In December, we will hit the debt ceiling once again. The Bush tax cuts and payroll-tax cuts will expire and automatic cuts kick in from the last failed debt-ceiling negotiations. The economy is facing a mammoth $607 billion hit in 2013.
“There's now an emerging consensus that more must be done to promote growth and job creation right now,” said President Obama after economic talks with Europe’s leaders at Camp David two weeks ago.
The president is correct. Growth is needed. But growth can mean very different things: growth through increased deficit spending, as tried in Greece with disastrous effects; growth through spending cuts, as tried in Germany, where frustration about supporting fellow Europeans is mounting; and, growth through tax increases as the new president of France proposes, the results of which have yet to be seen.
With the upcoming election and the future of the nation—even of the world—at stake, a balance of growth strategies is needed in the U.S. For Americans, jobs and the economy are the top concern. A majority of people in this country are already dissatisfied with the size and power of the federal government. They prefer a smaller government with fewer services and lower taxes.
Turning one dial alone will not tune the economy. Continued deficit spending will take us down the path to Greece. Tax increases like those proposed in France will take us down a similar path, albeit more slowly. And budget cuts without structural reforms will only postpone the trip.

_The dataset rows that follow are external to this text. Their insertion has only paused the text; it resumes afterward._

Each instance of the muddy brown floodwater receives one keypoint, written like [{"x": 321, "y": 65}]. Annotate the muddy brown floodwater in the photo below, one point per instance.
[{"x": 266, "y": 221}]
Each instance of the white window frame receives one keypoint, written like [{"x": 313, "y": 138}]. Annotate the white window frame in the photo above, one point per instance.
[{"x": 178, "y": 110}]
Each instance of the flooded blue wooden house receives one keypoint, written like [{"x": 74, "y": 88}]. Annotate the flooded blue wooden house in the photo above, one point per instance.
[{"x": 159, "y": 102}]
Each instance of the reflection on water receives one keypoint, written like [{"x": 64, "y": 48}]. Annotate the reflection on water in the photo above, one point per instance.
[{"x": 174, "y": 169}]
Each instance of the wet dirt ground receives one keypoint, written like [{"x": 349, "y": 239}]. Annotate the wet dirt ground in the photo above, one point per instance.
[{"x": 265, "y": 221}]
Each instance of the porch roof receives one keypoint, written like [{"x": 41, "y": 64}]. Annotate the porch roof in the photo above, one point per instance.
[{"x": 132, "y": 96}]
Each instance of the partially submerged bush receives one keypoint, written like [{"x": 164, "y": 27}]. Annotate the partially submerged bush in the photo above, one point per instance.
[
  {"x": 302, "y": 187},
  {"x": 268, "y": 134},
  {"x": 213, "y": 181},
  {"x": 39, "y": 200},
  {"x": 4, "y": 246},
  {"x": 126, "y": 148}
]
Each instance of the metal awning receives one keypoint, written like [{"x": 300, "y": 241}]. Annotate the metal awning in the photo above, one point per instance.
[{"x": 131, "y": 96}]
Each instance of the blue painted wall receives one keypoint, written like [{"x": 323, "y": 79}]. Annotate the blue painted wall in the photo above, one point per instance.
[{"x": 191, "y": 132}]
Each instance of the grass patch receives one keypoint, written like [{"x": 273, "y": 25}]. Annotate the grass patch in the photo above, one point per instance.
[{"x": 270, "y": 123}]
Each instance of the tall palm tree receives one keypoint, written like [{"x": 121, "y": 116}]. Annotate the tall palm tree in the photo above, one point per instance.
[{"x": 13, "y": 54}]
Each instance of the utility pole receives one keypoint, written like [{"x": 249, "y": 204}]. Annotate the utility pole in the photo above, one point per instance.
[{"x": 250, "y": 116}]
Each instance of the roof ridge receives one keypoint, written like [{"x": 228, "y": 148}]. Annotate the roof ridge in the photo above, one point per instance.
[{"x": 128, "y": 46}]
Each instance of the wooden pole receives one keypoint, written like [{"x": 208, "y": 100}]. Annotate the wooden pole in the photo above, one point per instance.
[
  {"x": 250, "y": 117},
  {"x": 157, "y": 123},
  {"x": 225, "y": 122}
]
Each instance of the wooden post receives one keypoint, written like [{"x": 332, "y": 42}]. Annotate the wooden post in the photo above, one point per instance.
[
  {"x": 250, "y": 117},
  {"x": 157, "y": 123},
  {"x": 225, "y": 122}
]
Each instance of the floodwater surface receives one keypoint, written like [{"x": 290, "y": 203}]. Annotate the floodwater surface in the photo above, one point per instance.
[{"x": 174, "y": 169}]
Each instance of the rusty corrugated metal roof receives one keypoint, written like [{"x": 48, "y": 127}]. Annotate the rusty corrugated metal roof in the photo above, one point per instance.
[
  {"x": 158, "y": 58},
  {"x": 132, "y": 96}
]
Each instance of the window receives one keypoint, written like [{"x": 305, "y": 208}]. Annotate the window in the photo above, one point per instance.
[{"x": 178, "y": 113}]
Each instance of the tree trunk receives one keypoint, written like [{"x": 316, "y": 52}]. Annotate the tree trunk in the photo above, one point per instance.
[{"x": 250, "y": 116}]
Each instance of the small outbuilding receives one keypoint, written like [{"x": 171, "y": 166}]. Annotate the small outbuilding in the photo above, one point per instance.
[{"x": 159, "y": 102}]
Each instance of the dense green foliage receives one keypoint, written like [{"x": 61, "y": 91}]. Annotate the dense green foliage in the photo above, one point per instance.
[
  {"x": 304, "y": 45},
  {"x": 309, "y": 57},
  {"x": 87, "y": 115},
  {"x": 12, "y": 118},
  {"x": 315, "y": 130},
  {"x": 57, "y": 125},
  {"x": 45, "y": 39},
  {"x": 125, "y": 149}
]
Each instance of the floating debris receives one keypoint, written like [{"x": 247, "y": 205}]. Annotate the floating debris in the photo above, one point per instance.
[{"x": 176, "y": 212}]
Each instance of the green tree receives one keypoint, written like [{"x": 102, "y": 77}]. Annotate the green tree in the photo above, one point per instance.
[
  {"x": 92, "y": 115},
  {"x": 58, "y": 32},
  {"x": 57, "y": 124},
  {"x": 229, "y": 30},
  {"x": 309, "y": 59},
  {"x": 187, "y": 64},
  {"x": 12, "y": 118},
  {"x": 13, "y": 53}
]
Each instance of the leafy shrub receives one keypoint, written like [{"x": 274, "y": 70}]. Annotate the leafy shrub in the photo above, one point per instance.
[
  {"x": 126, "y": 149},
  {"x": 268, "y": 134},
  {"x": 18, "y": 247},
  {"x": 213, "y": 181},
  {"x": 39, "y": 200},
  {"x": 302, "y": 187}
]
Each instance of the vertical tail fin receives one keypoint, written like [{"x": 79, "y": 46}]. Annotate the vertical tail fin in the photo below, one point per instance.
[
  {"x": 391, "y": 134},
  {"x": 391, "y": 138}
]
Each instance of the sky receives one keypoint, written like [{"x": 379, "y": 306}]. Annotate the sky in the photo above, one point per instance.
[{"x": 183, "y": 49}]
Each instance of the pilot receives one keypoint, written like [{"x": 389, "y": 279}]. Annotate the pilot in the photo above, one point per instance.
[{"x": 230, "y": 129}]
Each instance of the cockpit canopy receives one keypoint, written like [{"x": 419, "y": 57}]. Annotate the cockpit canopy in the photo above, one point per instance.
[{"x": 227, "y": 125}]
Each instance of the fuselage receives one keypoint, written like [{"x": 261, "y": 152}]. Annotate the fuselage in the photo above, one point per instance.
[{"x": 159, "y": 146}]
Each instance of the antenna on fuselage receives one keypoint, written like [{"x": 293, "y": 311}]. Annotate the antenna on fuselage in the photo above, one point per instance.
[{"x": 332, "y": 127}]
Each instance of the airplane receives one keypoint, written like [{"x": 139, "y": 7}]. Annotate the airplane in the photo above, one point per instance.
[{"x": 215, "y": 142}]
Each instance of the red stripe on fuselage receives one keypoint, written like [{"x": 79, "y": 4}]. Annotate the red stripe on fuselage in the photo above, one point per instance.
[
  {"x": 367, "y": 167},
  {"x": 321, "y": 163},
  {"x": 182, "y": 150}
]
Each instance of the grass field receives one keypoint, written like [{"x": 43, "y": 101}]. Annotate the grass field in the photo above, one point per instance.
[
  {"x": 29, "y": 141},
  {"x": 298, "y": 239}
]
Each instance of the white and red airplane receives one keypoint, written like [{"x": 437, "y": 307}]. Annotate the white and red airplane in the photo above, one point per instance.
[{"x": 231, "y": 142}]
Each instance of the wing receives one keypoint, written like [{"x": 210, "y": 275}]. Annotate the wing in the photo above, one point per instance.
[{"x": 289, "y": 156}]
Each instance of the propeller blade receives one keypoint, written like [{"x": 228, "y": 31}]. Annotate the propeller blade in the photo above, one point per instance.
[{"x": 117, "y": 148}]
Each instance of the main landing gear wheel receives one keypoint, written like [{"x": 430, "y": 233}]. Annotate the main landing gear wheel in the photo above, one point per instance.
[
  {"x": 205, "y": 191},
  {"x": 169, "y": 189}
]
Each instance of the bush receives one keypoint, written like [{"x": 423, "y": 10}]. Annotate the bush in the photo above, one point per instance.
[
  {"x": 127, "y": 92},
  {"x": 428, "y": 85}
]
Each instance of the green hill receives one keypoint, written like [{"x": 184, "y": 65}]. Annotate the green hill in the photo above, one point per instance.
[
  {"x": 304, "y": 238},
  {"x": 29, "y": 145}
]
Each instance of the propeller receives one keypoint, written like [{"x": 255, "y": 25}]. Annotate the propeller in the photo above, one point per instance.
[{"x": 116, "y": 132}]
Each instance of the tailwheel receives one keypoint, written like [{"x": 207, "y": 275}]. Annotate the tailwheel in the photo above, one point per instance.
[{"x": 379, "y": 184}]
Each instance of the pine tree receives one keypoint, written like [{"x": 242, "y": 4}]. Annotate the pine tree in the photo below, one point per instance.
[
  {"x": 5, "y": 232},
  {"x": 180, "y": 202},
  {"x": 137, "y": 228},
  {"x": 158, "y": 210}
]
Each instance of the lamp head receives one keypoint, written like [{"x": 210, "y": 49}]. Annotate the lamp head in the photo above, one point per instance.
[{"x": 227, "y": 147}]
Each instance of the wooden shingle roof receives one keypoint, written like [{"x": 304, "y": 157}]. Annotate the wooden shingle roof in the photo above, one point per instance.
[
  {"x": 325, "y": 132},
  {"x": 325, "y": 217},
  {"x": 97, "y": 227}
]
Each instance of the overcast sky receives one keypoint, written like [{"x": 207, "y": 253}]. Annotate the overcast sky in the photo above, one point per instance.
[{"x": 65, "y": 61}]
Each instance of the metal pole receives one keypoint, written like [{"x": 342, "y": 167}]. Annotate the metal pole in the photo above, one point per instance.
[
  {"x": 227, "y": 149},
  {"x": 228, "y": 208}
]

Europe’s definition of austerity—relying on tax increases alone—will not work here, as evidenced by California’s current woes. A balanced approach is needed with increased government spending in some areas, budget cuts in others, increased tax revenues not rates, and the hardest of all, structural reforms.

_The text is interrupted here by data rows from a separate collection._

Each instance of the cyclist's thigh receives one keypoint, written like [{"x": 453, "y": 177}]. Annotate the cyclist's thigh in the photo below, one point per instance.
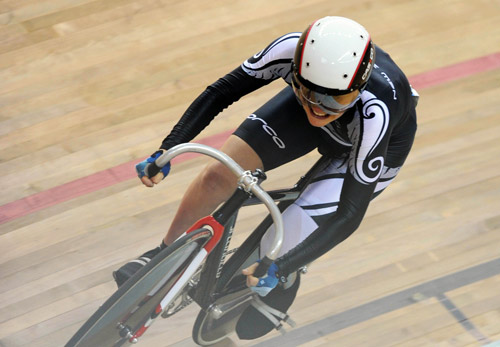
[
  {"x": 314, "y": 206},
  {"x": 279, "y": 131}
]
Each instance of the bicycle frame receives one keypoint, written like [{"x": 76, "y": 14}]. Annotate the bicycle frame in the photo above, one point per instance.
[{"x": 176, "y": 274}]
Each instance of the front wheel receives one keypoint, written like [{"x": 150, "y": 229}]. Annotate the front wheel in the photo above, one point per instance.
[{"x": 139, "y": 300}]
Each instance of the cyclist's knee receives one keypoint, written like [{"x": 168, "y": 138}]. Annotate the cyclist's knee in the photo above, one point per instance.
[{"x": 217, "y": 179}]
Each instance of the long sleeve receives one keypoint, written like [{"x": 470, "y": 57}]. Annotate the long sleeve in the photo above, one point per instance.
[{"x": 210, "y": 103}]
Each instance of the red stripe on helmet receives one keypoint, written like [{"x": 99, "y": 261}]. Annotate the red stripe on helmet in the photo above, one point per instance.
[
  {"x": 360, "y": 61},
  {"x": 304, "y": 47}
]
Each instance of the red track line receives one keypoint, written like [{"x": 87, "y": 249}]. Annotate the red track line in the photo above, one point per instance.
[{"x": 123, "y": 172}]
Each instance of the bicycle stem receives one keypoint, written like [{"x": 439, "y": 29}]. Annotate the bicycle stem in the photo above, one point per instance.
[{"x": 248, "y": 182}]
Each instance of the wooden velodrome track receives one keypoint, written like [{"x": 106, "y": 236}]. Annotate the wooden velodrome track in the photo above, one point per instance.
[{"x": 90, "y": 87}]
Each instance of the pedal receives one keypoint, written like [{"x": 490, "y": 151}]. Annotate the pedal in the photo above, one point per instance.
[{"x": 288, "y": 320}]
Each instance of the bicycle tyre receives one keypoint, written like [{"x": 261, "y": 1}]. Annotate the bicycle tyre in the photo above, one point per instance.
[{"x": 136, "y": 300}]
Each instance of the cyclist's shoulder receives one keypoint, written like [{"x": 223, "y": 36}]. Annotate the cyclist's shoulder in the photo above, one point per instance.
[{"x": 275, "y": 59}]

Two balanced plans have already been put on the table. Rep. Paul Ryan (R–Wis.) has proposed a budget, which was approved in the House last year “to preempt austerity by getting our borrowing under control, having tax reform for economic growth and preventing Medicare, Social Security, and Medicaid from going bankrupt.” Meanwhile, the Simpson-Bowles Plan, a bipartisan effort, utilizing both cuts and revenue increases, was handed to President Obama. Unfortunately, partisan politics prevailed and neither plan gained any traction.
“The breakdown of responsible budgeting is clear: out-of-control government spending; four consecutive trillion-dollar deficits; and a crushing burden of debt in the years ahead,” Ryan said last week at the opening of a House Budget Committee hearing.
“Both political parties share in the blame for our fiscal mess,” he added. “I believe it will require both political parties to work together to find common ground and right this fiscal ship.”
Ryan’s metaphor is apt. The alarm bells are sounding on the Titanic. The Dow ended last week down, losing all the ground it had gained for the year. And markets in the U.K., Germany, France, Spain, Japan, and China continue to roil. Our economic and political problems are theirs. And their economic and political problems are ours. The iceberg is dead ahead. The fiddling must end. It’s time to call all hands on deck to prevent the U.S.S. Economy from going down.